Netanyahu apenas revelou ontem à noite a data prevista para a reunião do Conselho Superior de Planeamento para a Judeia e Samaria, que irá quebrar o congelamento em vigor desde há oito meses nas novas construções em territórios palestinianos, que à face da lei internacional estão ilegalmente ocupados. A decisão implica a quebra de compromissos assumidos por Israel ao assinar o acordo com os EAU, e reafirmados quando o Bahrein se junto depois a esses acordos.

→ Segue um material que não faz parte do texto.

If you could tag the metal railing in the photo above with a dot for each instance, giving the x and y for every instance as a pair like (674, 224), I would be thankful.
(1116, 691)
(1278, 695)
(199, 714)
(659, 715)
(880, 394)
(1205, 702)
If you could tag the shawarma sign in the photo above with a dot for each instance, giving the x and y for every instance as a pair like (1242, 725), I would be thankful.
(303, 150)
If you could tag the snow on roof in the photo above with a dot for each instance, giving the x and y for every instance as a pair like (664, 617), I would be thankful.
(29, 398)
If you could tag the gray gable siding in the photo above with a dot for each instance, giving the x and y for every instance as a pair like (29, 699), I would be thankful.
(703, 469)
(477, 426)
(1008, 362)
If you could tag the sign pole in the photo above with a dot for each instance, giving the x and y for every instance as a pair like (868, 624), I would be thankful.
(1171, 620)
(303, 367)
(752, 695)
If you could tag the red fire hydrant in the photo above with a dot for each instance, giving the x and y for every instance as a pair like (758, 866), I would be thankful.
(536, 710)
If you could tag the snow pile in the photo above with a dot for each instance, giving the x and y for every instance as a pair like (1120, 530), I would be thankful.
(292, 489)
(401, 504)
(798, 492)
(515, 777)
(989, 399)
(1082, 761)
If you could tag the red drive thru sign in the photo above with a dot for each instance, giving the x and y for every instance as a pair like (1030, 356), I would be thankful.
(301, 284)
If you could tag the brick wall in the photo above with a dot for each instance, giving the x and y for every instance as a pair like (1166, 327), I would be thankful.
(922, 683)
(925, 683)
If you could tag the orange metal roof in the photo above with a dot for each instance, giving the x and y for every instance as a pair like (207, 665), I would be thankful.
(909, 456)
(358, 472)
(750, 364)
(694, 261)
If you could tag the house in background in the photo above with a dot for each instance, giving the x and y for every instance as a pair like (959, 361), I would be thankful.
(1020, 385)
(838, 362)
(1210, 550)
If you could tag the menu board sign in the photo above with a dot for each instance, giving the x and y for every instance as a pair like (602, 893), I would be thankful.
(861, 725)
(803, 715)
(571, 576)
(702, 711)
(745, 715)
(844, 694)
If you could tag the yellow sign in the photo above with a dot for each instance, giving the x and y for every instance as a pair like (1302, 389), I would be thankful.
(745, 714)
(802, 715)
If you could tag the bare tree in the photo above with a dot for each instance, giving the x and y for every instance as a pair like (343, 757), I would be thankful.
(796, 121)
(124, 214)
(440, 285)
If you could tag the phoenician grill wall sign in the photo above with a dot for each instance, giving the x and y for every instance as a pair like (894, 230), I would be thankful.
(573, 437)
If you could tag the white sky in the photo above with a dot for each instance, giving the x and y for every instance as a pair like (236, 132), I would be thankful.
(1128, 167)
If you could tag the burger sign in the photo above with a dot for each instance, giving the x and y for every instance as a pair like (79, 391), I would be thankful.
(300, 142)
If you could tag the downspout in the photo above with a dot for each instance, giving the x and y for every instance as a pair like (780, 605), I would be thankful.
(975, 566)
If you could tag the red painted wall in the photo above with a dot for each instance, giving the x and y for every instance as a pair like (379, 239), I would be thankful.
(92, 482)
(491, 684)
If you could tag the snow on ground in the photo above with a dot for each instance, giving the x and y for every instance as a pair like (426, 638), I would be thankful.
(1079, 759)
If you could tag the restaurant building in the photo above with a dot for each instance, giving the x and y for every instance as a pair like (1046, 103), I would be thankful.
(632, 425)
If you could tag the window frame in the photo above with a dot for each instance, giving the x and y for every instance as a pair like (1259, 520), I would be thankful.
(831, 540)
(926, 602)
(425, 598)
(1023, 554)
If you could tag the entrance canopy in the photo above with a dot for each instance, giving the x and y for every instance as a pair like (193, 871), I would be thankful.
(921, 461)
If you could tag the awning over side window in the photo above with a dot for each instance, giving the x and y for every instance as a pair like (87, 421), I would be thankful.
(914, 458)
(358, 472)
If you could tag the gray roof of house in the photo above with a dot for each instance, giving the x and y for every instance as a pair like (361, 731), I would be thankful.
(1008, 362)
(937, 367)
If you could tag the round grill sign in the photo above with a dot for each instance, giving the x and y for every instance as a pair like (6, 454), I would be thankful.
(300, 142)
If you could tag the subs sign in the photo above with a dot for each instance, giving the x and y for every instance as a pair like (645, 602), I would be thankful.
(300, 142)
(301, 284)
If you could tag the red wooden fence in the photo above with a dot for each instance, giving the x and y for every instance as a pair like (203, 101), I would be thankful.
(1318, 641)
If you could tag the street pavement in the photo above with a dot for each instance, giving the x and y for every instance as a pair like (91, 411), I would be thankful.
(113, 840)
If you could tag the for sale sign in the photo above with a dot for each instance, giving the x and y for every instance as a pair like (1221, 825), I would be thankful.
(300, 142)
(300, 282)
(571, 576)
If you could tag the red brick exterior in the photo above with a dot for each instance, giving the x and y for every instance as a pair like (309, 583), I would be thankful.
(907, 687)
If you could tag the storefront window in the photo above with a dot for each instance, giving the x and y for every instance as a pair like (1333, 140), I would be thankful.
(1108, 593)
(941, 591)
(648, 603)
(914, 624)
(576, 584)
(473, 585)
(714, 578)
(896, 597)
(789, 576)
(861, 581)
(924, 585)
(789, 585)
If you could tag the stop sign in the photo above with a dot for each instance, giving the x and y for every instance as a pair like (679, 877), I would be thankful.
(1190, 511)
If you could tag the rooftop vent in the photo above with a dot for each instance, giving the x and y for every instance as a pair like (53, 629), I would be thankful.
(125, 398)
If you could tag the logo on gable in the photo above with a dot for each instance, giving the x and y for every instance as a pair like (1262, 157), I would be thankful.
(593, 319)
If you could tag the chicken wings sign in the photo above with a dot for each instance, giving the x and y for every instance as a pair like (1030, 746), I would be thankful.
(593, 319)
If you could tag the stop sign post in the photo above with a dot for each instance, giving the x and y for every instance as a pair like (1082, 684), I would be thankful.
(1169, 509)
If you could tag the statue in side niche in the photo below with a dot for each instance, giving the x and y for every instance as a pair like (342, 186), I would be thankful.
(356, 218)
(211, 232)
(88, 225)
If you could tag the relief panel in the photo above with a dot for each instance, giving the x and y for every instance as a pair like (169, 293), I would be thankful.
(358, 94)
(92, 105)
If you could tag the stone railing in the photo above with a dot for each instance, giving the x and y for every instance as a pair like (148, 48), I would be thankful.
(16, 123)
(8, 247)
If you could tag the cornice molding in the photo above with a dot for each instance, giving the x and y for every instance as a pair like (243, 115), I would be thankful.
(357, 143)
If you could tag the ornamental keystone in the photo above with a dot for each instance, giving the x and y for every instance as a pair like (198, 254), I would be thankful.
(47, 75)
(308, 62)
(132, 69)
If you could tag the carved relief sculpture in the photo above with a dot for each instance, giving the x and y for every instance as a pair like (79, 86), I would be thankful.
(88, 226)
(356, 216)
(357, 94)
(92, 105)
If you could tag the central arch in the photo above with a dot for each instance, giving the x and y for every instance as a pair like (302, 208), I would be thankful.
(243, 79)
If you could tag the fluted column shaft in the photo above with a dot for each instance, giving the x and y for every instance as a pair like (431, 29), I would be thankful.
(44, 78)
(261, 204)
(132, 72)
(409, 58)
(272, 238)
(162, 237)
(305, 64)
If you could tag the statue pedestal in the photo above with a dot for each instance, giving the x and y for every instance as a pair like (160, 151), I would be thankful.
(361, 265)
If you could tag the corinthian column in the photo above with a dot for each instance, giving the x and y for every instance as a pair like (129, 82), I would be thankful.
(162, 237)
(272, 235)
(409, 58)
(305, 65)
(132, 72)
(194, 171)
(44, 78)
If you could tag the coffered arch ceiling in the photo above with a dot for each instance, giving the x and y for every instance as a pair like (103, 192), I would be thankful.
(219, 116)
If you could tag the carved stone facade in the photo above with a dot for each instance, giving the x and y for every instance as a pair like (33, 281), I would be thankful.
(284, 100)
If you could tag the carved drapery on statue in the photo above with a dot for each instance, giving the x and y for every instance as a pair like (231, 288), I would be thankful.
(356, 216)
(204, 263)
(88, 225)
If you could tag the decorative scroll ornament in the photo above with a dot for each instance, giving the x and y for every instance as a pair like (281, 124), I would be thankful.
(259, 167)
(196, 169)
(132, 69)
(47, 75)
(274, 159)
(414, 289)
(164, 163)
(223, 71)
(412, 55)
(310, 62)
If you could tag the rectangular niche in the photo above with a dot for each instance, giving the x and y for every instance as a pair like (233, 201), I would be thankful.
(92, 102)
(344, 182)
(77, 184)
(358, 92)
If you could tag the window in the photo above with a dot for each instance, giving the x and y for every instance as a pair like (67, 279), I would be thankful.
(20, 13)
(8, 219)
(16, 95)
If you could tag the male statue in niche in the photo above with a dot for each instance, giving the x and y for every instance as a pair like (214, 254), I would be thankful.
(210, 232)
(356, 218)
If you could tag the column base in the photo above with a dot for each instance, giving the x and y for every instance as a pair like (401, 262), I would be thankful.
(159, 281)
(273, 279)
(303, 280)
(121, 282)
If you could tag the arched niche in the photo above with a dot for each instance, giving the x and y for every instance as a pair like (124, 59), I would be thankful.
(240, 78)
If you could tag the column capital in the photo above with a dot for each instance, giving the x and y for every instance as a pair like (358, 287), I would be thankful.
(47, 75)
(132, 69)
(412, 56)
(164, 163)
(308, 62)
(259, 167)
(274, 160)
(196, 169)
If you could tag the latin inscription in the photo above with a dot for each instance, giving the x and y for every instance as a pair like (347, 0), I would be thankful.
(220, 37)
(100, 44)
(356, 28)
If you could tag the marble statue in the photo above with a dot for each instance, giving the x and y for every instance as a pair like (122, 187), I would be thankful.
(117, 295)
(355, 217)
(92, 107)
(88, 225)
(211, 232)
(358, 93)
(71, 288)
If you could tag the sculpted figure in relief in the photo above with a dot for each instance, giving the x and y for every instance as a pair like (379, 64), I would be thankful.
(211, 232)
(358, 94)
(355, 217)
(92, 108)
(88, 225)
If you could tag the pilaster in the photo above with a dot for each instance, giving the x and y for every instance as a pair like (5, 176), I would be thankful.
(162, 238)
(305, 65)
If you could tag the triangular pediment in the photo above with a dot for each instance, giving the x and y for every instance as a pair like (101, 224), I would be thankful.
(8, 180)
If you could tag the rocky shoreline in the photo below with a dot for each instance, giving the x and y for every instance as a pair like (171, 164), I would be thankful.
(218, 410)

A diplomacia dos EAU respondera às acusações que lhe foram dirigidas, por ter traído a causa palestiniana, alegando que conseguira o congelamento da colonização israelita nos territórios ocupados e que os acordos assinados se baseavam nessa condição.
A Casa Branca celebrou então a assinatura dos acordos como um passo histórico para a paz no Médio Oriente. Alimentou ainda expectativas de que viesse a juntar-se aos mesmos acordos a potência árabe mais importante do Golfo - a Arábia Saudita. Mas a pressa de Israel em voltar ao ritmo habitual de colonização não favorece o aliciamento da Arábia Saudita para aqueles acordos, que era suposto criarem a base de uma larga aliança anti-iraniana.

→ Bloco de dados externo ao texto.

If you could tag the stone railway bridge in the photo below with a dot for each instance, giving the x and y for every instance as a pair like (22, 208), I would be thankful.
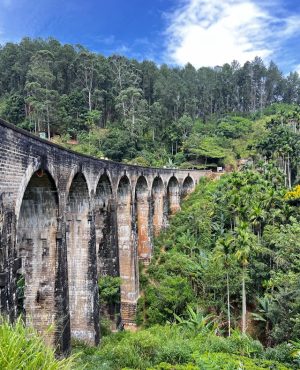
(65, 220)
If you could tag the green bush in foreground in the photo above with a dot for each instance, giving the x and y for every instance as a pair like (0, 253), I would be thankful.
(21, 348)
(173, 347)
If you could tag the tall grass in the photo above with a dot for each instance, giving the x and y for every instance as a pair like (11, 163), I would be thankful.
(21, 348)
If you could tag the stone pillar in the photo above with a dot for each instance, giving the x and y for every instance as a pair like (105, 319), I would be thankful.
(82, 270)
(157, 205)
(143, 221)
(106, 242)
(127, 254)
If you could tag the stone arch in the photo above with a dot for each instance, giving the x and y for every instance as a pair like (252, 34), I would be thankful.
(37, 232)
(157, 196)
(127, 252)
(173, 192)
(187, 186)
(143, 219)
(82, 272)
(31, 169)
(74, 173)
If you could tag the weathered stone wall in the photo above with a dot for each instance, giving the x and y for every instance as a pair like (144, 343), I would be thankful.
(65, 220)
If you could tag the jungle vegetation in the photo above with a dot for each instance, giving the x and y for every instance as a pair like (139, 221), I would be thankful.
(222, 289)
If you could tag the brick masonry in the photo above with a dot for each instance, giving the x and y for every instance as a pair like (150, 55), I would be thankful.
(65, 220)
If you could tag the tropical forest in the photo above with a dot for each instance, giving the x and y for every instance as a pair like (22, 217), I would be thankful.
(222, 290)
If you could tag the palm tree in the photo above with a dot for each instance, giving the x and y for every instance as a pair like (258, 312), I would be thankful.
(223, 253)
(244, 241)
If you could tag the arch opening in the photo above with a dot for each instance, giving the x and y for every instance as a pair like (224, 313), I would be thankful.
(37, 229)
(187, 186)
(106, 240)
(143, 220)
(81, 273)
(127, 253)
(173, 192)
(157, 195)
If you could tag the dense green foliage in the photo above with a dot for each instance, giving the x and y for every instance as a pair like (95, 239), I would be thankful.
(22, 349)
(175, 347)
(134, 111)
(222, 290)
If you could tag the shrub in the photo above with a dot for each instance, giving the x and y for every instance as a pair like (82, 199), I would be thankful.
(21, 348)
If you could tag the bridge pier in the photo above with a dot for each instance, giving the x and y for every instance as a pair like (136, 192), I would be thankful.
(142, 206)
(82, 270)
(127, 253)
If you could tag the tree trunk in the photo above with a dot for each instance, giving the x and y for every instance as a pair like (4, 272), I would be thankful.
(244, 303)
(228, 305)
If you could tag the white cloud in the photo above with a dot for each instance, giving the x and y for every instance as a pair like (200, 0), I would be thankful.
(214, 32)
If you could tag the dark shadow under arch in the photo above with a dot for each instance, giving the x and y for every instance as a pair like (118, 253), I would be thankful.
(37, 246)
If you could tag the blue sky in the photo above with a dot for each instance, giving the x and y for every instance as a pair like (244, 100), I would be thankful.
(202, 32)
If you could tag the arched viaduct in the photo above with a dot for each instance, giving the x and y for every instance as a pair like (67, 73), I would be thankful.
(65, 220)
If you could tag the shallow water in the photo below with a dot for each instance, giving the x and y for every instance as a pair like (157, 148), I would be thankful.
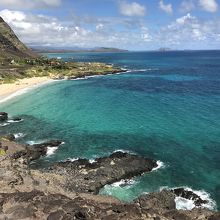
(167, 107)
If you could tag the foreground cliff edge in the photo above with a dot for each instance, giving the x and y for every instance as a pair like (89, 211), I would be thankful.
(69, 190)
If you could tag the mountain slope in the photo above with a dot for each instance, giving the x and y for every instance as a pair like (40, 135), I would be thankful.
(10, 45)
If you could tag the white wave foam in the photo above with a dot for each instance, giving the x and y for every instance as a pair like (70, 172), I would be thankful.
(141, 70)
(92, 161)
(184, 204)
(35, 142)
(19, 135)
(123, 183)
(72, 159)
(4, 124)
(51, 150)
(160, 165)
(123, 151)
(188, 204)
(15, 121)
(25, 90)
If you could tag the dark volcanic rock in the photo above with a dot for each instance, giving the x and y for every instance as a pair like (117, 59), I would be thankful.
(34, 152)
(38, 205)
(160, 201)
(17, 119)
(83, 176)
(3, 116)
(44, 206)
(190, 195)
(9, 137)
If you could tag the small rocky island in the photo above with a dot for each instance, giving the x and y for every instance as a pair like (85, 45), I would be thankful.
(69, 189)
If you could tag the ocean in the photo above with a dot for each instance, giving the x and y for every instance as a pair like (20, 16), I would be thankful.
(166, 107)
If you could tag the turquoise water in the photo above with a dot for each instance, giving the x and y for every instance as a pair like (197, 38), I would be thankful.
(167, 107)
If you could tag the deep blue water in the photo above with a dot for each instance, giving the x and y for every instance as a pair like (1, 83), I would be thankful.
(167, 108)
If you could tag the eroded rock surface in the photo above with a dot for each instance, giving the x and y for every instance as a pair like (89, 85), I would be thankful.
(66, 190)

Logo no domingo, quando foi conhecida a decisão de Netanyahu, o Ministério dos Negócios Estrangeiros turco comentou a convocação do Conselho, segundo citação do diário israelita Jerusalem Post, como reveladora de "que Israel não desistiu dos seus planos de anexação". E, apontando o dedo aos EAU e ao Bahrein, acrescentou que "também mostra que as alegações de alguns países, de que impediram estes planos de anexação ao assinarem acordos de normalização com Israel, não passam de uma mentira".
O MNE turco sublinhou ainda que "os territórios palestinianos pertencem ao povo palestiniano", e prometeu: "Não permitiremos que este facto seja esquecido. Vamos continuar ao lado dos nossos irmãos palestinianos, a defender a causa palestiniana".